Das Gespräch hat wieder deutlich gezeigt: Konkrete Beispiele aus der Praxis sind entscheidend. Je klarer ein Problem benannt wird, desto wirkungsvoller lässt es sich gegenüber Politik und Verwaltung adressieren. Der Verband bittet daher alle Mitgliedsunternehmen, Hinweise und konkrete Fälle einzubringen – je konkreter, umso besser.

Save the dates: Branchendialog, BAUFESTival, Tag der Bauindustrie und Mitgliederversammlung

Bitte notieren Sie sich für Ihre Jahresplanung 2026 die folgenden Termine:

  • Branchendialog „Machbar bauen – nachhaltig, kosteneffizient und EU-konform“, Amt für Bauordnung und Hochbau, Hamburg, am 5. Februar 2026,
  • BAUFESTival 2026, Ausbildungszentrum-Bau in Hamburg, vom 30. März bis 1. April 2026,
  • Tag der Bauindustrie 2026, Berlin, am 7. Mai 2026,
  • Mitgliederversammlung des Bauindustrieverbandes Hamburg Schleswig-Holstein am 10. Juni 2026 im Hafen-Klub, Hamburg.
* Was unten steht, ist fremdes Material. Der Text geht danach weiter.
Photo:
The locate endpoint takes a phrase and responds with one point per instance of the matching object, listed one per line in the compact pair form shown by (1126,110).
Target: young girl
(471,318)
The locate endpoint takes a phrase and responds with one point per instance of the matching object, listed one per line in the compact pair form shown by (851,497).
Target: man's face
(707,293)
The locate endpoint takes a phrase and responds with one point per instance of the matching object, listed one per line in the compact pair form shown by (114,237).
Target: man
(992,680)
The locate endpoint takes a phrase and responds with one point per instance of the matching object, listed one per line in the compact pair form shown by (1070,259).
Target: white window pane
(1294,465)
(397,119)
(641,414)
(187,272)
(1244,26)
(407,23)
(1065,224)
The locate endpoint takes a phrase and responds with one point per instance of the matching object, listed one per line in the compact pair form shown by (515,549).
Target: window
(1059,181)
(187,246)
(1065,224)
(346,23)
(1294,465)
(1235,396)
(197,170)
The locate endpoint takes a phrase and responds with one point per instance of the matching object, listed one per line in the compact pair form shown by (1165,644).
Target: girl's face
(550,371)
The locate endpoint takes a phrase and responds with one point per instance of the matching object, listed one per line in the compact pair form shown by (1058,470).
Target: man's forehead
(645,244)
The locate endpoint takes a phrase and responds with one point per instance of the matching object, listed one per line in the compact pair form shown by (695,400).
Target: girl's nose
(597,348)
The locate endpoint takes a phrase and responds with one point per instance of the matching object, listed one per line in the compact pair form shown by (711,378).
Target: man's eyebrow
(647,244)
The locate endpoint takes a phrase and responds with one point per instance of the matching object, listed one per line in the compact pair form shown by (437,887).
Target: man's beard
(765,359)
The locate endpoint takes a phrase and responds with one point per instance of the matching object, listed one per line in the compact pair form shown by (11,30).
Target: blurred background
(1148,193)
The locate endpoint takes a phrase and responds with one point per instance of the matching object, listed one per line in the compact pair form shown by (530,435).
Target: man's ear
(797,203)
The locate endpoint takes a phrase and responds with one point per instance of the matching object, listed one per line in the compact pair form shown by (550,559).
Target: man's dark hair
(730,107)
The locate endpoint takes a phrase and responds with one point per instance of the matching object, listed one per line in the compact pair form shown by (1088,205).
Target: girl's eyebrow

Weitere Informationen folgen.

 

Arbeitskreis Jungunternehmer: Steffen Biernacki ist neuer Vorsitzender

Der Arbeitskreis Jungunternehmer ist das Gremium für Unternehmerinnen und Unternehmer, die sich – unabhängig vom Alter – neu oder vertieft in unternehmerischer Verantwortung befinden und den fachlichen Austausch zu aktuellen Branchenthemen suchen.

Bei der Sitzung am 4. Dezember wurde Steffen Biernacki, Leiter Unternehmensentwicklung von der Schwalbe Baugesellschaft mbH & Co. KG (Foto: ganz rechts), zum neuen Vorsitzenden gewählt. Er folgt auf Moritz Stamer (Asphalt Mischwerk Eutin GmbH & Co. KG), dem der Verband für sein Engagement und seine Impulse herzlich dankt.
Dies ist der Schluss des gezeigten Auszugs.